Look, doubles will make NO differnce because PC 3D hardware doesn’t use doubles. It’s nothing like the argument over filenames, it’s a simple engineering observation. If you want to get more precision you have to implement a scheme as I’ve described. The pressures driving floats vs doubles in hardware are the massive additional gates on chip that double precision would require at the equivalent speed. What would you rather have more geometry or double precision? More texture units or double precision? 8.3 filenames don’t severely hamper the functionality or performance of a filesystem, the analogy being drawn is spurious. Even if you want double precision in hardware, it’s an issue to take up with NVIDIA and ATI, not to argue over with application developers, because there IS NO CHOICE, hardware is single precision. Existing high end hardware from SGI is single precision, suggesting that waiting for it on PC’s where die size and yield is king and other features are seen as important is folly. Moreover, double precision values take more bus bandwidth to send to graphics, this is CRITICAL, because that is the key bottleneck for 3D geometry acceleration today. Even if graphics cards DID have double precision floating point hardware, an application which used floats with origin offset would spank the double precision application because geometry being sent to the card would use half the bus bandwidth with floats vs doubles, even if 3D hardware was the same speed for doubles vs floats (which may not be the case).

I’m advocating using doubles where it’s appropriate, but explaining how to retain that precision when your hardware has single precision fp hardware. It’s been common practice in 3D programming for decades. When your PC has double precision you can do something else (or stick with the faster scheme I’ve presented), until then your use of double precision variables will not solve the precision problems on your PC, it will have no effect.

> memory isnt important

Hah! Haaaw! Heee… Wheee! Wump.

'scuse me while I catch my breath.

Wow. That really made my day. Nothing like a good “the earth is flat” to cheer you up.

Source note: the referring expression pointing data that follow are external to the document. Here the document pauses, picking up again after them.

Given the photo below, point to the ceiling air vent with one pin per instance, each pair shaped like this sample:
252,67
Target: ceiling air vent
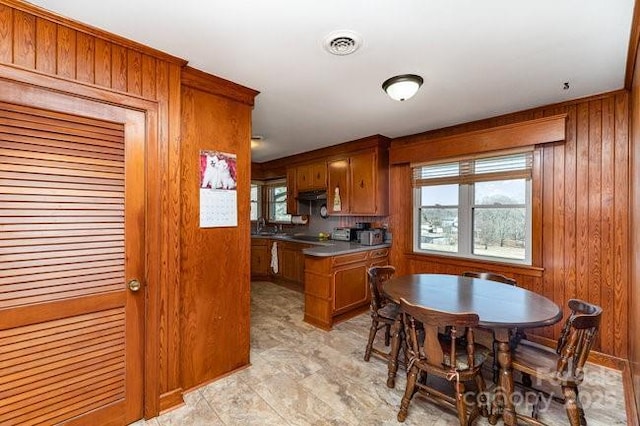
342,42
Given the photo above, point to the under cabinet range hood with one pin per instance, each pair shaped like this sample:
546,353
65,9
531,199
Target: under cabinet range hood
320,194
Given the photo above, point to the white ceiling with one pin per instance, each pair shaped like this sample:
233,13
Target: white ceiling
478,58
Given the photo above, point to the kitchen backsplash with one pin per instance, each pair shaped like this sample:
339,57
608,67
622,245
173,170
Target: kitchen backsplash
319,224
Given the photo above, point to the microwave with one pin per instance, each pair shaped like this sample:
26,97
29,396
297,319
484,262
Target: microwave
370,237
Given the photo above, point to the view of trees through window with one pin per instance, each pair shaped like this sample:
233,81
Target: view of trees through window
278,208
492,214
499,219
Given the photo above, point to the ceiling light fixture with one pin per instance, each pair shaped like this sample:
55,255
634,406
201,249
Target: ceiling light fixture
256,140
402,87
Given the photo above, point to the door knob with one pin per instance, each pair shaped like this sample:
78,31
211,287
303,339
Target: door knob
134,285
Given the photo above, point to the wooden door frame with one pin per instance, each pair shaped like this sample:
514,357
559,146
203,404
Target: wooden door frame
155,192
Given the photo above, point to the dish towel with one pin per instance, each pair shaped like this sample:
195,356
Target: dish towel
274,257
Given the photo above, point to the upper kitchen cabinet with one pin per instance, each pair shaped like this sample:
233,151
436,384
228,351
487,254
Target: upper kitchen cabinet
311,176
361,181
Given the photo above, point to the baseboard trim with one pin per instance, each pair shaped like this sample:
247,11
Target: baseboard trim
595,357
629,396
171,400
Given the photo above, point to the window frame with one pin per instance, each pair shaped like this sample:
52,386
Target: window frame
269,211
466,207
259,210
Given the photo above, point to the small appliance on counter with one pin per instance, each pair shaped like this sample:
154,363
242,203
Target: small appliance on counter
370,237
344,234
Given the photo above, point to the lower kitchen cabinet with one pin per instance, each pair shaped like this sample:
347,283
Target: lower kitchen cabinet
290,262
260,258
336,287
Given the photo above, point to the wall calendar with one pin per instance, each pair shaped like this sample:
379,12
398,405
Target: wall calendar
218,192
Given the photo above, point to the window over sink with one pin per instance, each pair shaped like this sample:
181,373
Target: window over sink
477,208
269,201
277,202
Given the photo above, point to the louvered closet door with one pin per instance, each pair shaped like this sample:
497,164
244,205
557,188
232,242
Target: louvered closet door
71,235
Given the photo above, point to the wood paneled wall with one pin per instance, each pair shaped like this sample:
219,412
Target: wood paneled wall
581,208
35,41
215,273
634,296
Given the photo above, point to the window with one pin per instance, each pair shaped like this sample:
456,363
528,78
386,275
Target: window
277,193
256,189
476,208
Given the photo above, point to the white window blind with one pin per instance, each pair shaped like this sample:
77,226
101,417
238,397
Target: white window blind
469,170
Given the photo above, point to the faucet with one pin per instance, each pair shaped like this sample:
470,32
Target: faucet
261,224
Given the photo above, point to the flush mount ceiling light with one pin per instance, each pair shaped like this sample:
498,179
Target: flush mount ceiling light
256,140
402,87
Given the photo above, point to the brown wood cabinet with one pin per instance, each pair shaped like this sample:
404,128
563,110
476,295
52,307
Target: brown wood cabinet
362,181
290,261
336,287
260,258
311,176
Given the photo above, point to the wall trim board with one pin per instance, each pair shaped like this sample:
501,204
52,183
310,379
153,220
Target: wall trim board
630,395
34,82
525,133
532,271
75,87
634,40
277,168
171,400
595,357
93,31
214,85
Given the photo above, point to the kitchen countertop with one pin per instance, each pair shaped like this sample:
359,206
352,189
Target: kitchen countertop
324,248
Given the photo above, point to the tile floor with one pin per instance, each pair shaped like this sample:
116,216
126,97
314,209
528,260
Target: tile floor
301,375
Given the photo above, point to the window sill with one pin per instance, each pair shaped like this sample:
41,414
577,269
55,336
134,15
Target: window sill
528,270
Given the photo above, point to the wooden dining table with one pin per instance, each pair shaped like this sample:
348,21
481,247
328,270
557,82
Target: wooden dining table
500,307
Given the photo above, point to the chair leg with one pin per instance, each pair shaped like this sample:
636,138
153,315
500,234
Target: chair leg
408,394
483,402
572,405
535,411
387,334
372,335
494,365
460,403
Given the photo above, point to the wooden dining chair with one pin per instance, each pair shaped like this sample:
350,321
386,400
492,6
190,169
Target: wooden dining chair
564,366
383,311
484,335
447,356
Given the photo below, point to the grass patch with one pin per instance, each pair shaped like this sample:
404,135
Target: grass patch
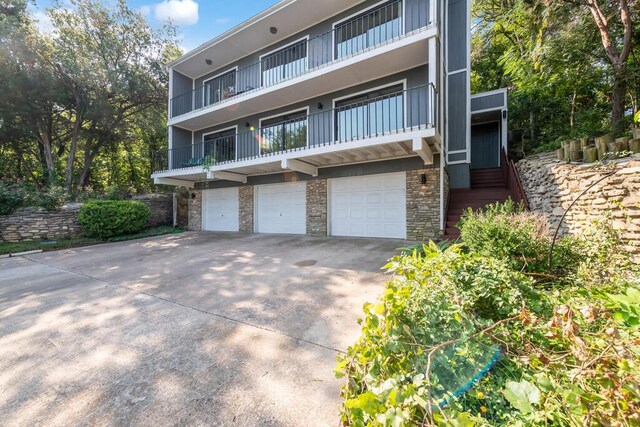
48,245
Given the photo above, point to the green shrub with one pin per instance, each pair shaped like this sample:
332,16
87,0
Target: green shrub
570,345
506,231
12,196
109,218
50,199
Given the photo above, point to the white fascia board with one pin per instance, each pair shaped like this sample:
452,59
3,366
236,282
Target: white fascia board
231,32
331,67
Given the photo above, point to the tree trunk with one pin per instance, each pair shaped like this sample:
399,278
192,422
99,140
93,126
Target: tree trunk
618,95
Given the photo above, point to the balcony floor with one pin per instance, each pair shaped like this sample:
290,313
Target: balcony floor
406,52
384,147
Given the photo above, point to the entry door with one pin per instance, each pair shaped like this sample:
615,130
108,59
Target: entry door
369,206
485,145
281,208
220,209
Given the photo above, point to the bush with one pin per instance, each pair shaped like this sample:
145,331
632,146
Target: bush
12,196
506,231
109,218
569,346
50,199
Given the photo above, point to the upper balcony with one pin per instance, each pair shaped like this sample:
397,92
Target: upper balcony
394,124
378,41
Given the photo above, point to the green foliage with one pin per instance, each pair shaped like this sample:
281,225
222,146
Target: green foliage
12,197
505,231
570,343
50,199
109,218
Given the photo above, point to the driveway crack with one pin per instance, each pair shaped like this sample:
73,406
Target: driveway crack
188,307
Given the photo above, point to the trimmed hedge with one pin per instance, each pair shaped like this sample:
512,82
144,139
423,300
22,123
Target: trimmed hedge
109,218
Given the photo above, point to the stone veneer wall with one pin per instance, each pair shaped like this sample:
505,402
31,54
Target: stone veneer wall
317,207
552,185
246,209
36,223
160,207
423,205
195,210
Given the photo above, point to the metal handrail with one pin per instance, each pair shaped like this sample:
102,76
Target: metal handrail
393,113
319,51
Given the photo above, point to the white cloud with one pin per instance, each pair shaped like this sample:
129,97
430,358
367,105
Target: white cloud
180,12
43,22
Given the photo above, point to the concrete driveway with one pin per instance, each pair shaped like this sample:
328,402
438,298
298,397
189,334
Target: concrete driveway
198,328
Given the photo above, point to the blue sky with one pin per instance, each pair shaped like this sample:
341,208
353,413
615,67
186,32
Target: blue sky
197,20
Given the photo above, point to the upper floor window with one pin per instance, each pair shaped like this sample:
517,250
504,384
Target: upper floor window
368,29
283,133
220,147
219,88
285,63
371,114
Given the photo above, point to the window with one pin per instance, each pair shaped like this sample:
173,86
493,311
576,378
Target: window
368,29
219,88
283,133
284,64
220,147
371,114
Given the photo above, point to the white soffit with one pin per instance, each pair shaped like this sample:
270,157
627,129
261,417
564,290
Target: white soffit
288,16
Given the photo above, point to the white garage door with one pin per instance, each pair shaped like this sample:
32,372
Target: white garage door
369,206
220,209
281,208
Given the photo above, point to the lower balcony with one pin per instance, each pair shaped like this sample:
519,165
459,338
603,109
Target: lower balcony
396,124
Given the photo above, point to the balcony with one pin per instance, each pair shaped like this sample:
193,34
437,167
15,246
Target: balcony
396,124
369,45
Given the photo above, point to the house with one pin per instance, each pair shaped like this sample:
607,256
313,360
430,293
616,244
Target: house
334,117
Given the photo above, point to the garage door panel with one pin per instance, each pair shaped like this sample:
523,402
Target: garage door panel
281,208
368,206
220,210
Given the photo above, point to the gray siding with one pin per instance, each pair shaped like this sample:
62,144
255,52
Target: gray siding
459,176
486,102
457,112
457,23
373,168
320,126
457,108
180,137
181,83
320,48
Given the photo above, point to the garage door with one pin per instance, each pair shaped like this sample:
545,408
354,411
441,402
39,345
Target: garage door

FYI: The speed of almost any modern application is directly varying with the size of its working set (because of caching, TLB trashing, and other such memory footprint related issues).

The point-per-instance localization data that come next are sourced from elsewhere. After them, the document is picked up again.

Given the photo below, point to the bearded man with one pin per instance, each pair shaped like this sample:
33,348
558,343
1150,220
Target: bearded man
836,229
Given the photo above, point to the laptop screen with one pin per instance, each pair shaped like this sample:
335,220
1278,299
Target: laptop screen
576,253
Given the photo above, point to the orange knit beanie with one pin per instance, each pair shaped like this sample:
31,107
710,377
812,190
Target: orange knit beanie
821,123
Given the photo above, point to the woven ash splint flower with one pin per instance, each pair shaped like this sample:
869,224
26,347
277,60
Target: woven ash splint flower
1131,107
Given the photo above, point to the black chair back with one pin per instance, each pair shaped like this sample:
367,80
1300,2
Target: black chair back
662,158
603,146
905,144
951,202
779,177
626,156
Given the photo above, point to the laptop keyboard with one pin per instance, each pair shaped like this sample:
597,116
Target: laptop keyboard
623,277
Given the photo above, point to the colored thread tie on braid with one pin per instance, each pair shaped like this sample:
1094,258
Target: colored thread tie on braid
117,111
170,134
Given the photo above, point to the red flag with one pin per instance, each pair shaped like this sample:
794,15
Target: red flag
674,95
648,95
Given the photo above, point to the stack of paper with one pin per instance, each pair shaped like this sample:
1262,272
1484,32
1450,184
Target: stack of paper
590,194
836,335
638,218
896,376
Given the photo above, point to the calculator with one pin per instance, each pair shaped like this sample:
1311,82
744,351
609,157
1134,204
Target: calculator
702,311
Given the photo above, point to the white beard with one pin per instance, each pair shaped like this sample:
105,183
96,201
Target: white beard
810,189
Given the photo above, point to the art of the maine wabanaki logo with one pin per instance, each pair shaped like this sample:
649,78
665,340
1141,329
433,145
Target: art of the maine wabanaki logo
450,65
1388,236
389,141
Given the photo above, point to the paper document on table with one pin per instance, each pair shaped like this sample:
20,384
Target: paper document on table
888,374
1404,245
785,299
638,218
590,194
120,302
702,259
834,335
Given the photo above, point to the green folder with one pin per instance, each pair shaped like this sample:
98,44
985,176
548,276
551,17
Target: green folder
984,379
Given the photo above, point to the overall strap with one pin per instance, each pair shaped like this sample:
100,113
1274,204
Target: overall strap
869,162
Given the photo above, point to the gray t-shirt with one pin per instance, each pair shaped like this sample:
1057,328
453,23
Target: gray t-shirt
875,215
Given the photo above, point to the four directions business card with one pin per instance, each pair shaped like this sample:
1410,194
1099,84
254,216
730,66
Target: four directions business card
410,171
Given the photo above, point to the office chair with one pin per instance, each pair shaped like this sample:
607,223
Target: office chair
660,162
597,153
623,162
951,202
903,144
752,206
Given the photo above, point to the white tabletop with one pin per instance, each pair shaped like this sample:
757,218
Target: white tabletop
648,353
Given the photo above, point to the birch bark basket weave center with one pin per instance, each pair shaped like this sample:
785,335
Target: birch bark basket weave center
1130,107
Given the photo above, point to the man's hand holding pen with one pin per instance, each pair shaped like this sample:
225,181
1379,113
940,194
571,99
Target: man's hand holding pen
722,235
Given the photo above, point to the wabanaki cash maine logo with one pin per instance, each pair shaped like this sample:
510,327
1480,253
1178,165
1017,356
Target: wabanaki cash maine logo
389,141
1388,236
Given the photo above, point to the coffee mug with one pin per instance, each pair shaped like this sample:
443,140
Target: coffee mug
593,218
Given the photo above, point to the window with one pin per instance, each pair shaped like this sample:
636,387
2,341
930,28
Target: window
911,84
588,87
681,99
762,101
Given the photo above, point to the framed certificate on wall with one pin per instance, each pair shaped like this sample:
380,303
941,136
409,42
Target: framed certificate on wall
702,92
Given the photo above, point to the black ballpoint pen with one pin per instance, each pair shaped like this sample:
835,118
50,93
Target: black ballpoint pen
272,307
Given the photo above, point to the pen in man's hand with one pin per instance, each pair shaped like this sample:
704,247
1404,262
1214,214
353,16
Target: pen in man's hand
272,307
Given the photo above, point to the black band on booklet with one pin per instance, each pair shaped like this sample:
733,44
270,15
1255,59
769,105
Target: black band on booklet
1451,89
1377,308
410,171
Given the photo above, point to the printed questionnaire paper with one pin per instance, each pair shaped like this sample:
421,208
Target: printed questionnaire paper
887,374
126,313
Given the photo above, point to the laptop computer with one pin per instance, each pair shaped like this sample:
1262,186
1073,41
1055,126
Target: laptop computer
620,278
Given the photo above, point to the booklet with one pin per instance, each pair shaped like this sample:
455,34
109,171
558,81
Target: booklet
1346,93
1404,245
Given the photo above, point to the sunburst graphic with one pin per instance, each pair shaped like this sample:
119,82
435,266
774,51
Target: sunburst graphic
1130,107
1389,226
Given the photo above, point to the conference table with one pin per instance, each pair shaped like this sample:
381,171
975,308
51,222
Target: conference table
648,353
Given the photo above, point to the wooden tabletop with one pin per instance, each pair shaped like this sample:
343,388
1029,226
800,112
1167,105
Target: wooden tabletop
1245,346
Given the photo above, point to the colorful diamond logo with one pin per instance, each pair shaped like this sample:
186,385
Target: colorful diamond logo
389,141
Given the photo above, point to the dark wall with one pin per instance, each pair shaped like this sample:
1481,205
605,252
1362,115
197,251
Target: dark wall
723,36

dorbie, there’s more than one way to use doubles. It depends on where in the process you use them, so I won’t rule them out, since I don’t know where Rockfort needs them. If the loss of precision is in multiplying matrices, it’s possible to do that “by hand” using doubles instead of with OpenGL, and only then load into OpenGL. Quite easy.

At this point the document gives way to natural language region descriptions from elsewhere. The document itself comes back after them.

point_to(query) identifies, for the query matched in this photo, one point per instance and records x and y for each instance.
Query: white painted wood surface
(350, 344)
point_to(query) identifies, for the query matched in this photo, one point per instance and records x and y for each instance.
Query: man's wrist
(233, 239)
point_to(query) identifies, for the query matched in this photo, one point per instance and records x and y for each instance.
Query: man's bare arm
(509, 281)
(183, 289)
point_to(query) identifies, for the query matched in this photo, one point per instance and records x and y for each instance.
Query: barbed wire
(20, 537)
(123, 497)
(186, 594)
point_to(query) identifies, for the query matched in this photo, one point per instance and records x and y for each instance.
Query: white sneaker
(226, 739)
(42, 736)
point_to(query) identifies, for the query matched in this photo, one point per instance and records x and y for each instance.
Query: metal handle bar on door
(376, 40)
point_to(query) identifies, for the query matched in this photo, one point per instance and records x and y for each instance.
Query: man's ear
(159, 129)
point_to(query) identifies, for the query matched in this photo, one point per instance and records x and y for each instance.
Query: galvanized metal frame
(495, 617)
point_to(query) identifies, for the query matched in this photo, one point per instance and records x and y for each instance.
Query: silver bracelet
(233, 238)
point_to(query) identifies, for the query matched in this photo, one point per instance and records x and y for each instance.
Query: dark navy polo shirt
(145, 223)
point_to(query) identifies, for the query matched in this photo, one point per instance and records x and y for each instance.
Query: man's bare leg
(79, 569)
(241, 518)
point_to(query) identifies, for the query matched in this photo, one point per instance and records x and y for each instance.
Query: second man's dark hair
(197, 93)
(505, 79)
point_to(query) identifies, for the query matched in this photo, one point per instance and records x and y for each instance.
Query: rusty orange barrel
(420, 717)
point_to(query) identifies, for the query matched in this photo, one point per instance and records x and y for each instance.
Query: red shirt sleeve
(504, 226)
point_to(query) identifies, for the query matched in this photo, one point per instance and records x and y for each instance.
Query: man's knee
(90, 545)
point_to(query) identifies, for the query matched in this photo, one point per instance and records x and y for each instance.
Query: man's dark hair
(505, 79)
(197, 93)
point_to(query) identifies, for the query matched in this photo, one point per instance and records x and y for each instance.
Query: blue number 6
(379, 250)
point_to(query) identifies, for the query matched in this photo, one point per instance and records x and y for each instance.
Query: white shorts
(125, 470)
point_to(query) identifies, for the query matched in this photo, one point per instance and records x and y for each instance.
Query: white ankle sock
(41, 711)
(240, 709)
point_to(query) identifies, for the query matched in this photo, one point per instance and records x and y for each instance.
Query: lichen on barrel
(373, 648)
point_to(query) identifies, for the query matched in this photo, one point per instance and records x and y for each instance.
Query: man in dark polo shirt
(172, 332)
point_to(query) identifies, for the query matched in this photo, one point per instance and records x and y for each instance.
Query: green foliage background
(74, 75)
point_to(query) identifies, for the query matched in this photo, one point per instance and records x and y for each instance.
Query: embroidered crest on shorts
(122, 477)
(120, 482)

As for hardware using doubles, I don’t think it’s too far fetched, at least in the professional world, where fill rate is not king. You might argue that having more than 8 bits per colour channel is just as wasteful, yet high end pro hardware does it.

On your first part, you clearly haven’t read my earliest post. I explained exactly what you are talking about. I agree there are several ways of going about this, but they ammount to the equivalent operation, model - view cancellation. My objection is using doubles for everything, not only is it expensive wasting memory and bandwidth, it just won’t work on real hardware. This is critical, “IT WON’T WORK!”, like I said take it up with IHVs first.

On your second part, 8 bits per component is a separate issue. There is even a case for floating point pixels which I strongly agree with. The fact that hardware works towards solving one and not the other hardly makes a case for double precision geometry. There are exceptions but I’m not going to point them out for you.

Let’s ditch the nonsense of reasoning by analogy. Stick to the merits of the case that way we don’t have to waste time discovering why situation A does not equal situation B. It’s a sure sign of a weak case and we’ve seen it from you twice already. Debate on the merits of DP geometry, not unrelated issues like pixel component precision or 8.3 filenames.

The original question was also about games, not pro apps, but I don’t concede that pro apps need more precision for the reasons I’ve already explained. Even pro apps should strive for best performance.

[This message has been edited by dorbie (edited 11-11-2001).]

Well, for the game i’m working on i use Floats for all my 3D objects management (matrices,vectors,quats etc)
And finally, i’ve minimised my vertex structure to the min using CHAR &| SHORT values for normals,texture coordinates and
so on & so forth…
Quite necessary when u need to store a large amount of vertice onboard.